I am actually working on neck reining with my minis! It's not easy, because you have to be able to keep your reins high enough so they push against the neck rather than the shoulder. This is easy for me because my guy is 29" tall, I'm not sure how tall yours is? What I have been doing is walking alongside & when asking to turn to the right (for example) I stand on the left side with my reins up & not contacting the horse when I want to turn, I lean the left rein on his neck for 1-2 seconds, making sure that it isn't pulling on the bit, but that he can definitely feel it, then ask to turn with the right rein. Eventually they get it that the rein on the neck means turn. No matter how tall your horse is, you should be able to do this. I encourage you to not try to turn the pony into you because it could become you unintentionally teaching her to run you over & it sounds like you've worked hard to get her to respect your space!

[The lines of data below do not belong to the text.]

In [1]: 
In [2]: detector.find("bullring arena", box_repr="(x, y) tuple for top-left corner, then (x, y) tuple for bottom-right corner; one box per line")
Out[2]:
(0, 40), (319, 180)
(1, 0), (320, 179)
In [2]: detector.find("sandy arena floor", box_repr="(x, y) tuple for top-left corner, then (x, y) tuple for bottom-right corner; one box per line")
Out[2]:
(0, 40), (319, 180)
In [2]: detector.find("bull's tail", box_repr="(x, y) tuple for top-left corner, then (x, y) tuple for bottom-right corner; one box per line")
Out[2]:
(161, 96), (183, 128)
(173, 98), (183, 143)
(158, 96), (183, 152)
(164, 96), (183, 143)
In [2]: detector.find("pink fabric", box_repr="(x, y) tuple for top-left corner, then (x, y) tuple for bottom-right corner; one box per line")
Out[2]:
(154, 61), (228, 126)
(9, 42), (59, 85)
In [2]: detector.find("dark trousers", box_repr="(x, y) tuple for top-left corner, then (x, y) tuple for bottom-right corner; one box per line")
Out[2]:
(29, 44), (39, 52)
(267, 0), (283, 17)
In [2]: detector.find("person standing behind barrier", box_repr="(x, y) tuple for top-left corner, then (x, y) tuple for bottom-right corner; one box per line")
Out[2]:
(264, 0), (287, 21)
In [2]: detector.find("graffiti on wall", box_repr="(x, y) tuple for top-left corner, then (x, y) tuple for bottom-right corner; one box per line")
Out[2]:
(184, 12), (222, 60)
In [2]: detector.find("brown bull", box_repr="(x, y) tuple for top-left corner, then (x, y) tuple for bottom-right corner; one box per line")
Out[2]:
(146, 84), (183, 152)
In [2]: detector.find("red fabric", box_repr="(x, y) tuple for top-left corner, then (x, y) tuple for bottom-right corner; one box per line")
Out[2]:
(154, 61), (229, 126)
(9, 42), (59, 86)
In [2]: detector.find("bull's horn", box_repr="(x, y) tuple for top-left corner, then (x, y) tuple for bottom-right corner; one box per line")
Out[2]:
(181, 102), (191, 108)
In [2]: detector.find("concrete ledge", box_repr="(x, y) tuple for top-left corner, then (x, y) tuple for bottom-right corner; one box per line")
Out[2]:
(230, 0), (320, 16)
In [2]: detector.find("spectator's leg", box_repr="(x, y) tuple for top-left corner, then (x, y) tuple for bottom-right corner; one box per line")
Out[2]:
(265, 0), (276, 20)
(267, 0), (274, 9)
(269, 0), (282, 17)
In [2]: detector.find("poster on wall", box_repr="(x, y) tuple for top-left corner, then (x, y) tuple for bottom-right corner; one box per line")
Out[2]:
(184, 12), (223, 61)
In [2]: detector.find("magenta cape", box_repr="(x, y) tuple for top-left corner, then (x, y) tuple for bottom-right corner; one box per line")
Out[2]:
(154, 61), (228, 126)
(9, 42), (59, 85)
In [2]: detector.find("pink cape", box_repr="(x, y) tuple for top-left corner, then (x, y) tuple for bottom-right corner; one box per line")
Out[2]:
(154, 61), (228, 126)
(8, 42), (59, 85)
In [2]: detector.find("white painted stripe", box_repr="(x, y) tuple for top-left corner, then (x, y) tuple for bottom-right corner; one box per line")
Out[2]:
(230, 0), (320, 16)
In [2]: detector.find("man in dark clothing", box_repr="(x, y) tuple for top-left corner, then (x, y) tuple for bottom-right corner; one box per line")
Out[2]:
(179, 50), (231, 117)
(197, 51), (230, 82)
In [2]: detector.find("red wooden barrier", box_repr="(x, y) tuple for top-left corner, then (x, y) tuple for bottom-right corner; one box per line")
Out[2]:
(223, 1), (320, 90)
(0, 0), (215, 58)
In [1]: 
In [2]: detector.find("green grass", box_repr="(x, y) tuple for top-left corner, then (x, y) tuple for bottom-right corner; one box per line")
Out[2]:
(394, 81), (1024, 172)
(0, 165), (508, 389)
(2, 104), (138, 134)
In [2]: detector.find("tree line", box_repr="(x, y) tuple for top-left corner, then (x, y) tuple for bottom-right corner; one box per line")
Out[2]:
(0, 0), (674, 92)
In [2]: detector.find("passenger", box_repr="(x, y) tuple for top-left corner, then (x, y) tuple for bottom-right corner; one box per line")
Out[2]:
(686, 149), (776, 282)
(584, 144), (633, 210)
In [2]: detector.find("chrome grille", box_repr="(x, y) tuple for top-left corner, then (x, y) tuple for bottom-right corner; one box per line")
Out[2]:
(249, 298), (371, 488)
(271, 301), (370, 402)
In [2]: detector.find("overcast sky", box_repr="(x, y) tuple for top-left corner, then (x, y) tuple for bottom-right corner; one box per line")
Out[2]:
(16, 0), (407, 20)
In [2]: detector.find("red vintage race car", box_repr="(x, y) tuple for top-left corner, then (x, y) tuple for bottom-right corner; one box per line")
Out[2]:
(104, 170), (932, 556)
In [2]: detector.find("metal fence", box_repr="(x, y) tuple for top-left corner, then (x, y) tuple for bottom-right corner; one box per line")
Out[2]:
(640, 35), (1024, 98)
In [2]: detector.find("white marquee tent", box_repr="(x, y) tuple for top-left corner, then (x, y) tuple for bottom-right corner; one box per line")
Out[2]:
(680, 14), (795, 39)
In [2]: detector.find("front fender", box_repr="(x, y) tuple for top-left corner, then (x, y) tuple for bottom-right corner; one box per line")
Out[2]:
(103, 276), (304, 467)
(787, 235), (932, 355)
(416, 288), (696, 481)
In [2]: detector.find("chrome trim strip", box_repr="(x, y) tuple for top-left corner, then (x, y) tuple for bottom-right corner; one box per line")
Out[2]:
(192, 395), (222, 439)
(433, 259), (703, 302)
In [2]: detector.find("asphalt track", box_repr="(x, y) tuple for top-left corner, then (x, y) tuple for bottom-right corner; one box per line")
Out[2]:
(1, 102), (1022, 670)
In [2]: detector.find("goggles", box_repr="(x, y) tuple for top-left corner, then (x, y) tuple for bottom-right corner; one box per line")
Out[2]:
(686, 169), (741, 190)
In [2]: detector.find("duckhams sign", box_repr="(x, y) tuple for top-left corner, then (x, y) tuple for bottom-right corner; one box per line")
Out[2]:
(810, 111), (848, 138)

As for tack, when I drive, I use blinkers, when I work on dressage or my daughter rides, it's an open bridle. For the most part I use the same bit, but I feel like they know what to expect when they have the different bridles on.

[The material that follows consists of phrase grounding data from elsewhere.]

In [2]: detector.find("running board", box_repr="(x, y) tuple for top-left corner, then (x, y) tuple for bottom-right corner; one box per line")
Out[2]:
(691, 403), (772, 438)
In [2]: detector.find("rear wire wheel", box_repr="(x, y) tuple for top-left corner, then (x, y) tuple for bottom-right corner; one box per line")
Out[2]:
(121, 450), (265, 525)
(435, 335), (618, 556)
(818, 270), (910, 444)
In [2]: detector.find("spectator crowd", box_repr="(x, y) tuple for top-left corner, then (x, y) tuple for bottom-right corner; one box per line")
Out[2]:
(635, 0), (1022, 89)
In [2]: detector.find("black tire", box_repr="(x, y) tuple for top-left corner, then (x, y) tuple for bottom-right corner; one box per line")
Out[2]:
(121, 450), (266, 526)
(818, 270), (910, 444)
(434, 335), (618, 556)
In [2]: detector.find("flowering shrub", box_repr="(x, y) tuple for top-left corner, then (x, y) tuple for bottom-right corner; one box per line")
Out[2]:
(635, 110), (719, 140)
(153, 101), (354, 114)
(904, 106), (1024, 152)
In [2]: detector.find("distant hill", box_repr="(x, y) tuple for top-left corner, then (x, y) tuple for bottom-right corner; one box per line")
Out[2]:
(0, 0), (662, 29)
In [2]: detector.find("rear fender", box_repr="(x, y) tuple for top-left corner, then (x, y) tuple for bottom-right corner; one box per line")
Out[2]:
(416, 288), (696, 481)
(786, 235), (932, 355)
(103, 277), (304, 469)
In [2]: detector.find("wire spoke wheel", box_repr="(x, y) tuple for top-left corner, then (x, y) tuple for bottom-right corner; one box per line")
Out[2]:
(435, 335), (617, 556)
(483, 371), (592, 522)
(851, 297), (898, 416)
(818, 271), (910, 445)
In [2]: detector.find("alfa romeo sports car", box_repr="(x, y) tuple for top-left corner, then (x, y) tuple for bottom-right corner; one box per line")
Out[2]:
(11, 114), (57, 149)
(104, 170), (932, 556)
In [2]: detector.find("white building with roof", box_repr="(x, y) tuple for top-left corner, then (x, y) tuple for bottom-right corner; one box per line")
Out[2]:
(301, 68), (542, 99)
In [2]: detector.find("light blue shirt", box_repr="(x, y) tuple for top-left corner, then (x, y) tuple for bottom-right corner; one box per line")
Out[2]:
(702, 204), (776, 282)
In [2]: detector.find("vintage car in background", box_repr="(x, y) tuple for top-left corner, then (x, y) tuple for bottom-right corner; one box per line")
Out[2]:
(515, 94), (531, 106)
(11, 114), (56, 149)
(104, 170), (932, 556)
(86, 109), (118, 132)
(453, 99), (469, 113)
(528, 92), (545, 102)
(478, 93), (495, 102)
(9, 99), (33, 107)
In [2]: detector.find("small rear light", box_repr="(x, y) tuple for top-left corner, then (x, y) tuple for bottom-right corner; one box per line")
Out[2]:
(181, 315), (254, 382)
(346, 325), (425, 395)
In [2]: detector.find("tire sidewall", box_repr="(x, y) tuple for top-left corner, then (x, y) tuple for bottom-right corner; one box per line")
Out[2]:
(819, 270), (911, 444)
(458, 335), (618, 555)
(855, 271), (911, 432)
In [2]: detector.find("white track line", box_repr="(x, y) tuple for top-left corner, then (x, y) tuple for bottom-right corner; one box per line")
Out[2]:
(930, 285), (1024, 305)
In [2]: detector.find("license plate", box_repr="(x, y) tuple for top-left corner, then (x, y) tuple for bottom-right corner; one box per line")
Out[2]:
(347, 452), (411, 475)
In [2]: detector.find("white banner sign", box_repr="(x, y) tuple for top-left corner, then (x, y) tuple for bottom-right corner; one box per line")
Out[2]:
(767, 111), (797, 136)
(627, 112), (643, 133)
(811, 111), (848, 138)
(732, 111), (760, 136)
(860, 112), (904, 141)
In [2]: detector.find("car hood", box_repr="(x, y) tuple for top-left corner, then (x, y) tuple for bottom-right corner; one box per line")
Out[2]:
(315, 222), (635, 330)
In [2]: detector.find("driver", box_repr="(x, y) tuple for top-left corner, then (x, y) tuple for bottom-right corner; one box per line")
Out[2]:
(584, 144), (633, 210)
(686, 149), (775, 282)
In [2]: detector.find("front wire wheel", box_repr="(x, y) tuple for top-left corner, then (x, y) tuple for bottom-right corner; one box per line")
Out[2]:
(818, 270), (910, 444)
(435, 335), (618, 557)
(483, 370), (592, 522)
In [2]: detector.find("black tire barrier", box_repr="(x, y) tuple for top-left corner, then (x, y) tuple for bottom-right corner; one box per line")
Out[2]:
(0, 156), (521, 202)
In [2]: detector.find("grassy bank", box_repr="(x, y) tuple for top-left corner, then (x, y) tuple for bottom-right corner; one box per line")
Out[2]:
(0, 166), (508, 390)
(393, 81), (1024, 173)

As for leg cues, work on the ground with your hand. I wouldn't worry about cues to move forward at all, voice cues will be all you need there. There are 3 areas you need to cue from: right at the girth to move the shoulders over, slightly behind the girth (center) to side-pass, and just ahead of the flank to move the hind over. I start with the halter & a short rope so I don't get all tangled up. Stand next to the horse, put your hand in the area you choose & touch gently for a couple seconds, then put a little more pressure, a little more pressure, until you are pushing pretty hard. Once you start, don't stop until you get one step in the desired direction. As soon as the pony tries, stop the pressure, pet & praise. Again, you will be surprised how quickly she picks it up. Patience, consistency, & short sessions will be your key!

Can't wait to hear your progress!


----------



## dangerranger (Jul 17, 2014)

Thanks I'll give that a try! The pony is just over 9 hands, So if I'm not getting good results I may hire one of the local girls to work her for me. I think I can teach the leg ques from the ground, But I'm going to have to give the reining another try! DR


----------



## Reignmaker Miniatures (Jul 18, 2014)

When teaching a horse to neck rein I cross the reins under the neck so that when I lay the rein against the left side of the neck there is some pressure on the right side of the bit thus giving the horse a somewhat familiar cue that I am asking for a turn to the right.


----------



## dangerranger (Jul 18, 2014)

I'll Give that a try! Anything familiar is going to help. Right now she is giving me the "I don't know what your asking for look! "


----------



## paintponylvr (Jul 27, 2014)

I always start out teaching a child that age to ride using two hands (direct reining just as in driving) and a snaffle bit so that the rider learns how/where/when to move the horse and stop the horse. That way you are also only working with one at a time on training something new to.

I also teach the child how to hold the reins with both hands, with one hand and using the other to reach down to pick up slack for directing to the side (and they learn to do it with both hands) and just holding the reins with one hand while holding the mane or the saddle horn with the other (and again swapping hands on the reins). Also, the pulley rein, one rein stop or emergency stop (all the same, though called by different names) is taught as is how to dismount a runaway.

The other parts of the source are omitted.